In Gerdas Zimmer war ein Kanarienvogel, den die vorigen Mieter zurückgelassen hatten. Er saß zusammengekauert auf seiner Stange und träumte von der Zeit, als noch Futter im Napf und Wasser im Bassin gewesen war und jemand seinem Gesang zugehört hatte.
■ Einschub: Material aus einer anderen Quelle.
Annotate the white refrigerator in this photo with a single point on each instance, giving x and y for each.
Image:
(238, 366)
Als er wieder Menschenaugen auf sich fühlte und eine weiße Hand sah. die er nicht kannte, flüchtete er an die Drahtwand und hing dort, die Flügel mit seinen letzten Kräften schlagend.

»Wie kann man so'n armes Viech allein lassen!« sagte die Wirtin, »wenn ich nicht so an Kopfschmerzen litte, hätte ich es zu mir genommen.«

»Wenn wir nicht gekommen wären!« dachte Gerda und schloß den Vogel gleich in ihr Herz.
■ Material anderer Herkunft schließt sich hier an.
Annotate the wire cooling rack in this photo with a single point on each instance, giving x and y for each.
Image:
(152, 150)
Trotz ihrer Müdigkeit ließ sie sich keine Ruhe, bevor der Vogel Wasser und Futter bekommen hatte. Er sah sie scheu mit geöffnetem Schnabel an, als ob er sagen wollte: es nützt nichts, es ist zu spät.

Sie setzte sich und betrachtete ihn und dachte bei sich: wie einsam und verlassen er ist.

»Sei nicht traurig.« sagte sie, »merkst du nicht, daß jemand dich mit guten Augen ansieht, wie er dort drinnen mich ansah? Es wird noch alles gut werden!«

Dabei seufzte sie. Im selben Augenblick hüpfte der Vogel auf die Stange, von der Stange zu dem Trinkgefäß und begann daran zu nippen.

Sie mußte lächeln; es war, als ob plötzlich von der grauen Mauer auf der anderen Seite Licht hereinfiele.

Sie blickte sich in dem kleinen Zimmer mit den einfachen, altmodischen Möbeln um, und fand es plötzlich behaglich.

Im Nebenzimmer hörte sie ihn auf und ab gehen. Sie klopfte bei ihm an und erzählte von ihrem Zimmergefährten.

Sie standen nebeneinander und sahen dem Kanarienvogel zu; er aß und trank und putzte sich, während er sie anblinzelte und versuchte, ob er seine Stimme nicht verloren habe. Und jeder dachte bei sich – ebenso wie der Kanarienvogel: ich bin doch nicht ganz verlassen.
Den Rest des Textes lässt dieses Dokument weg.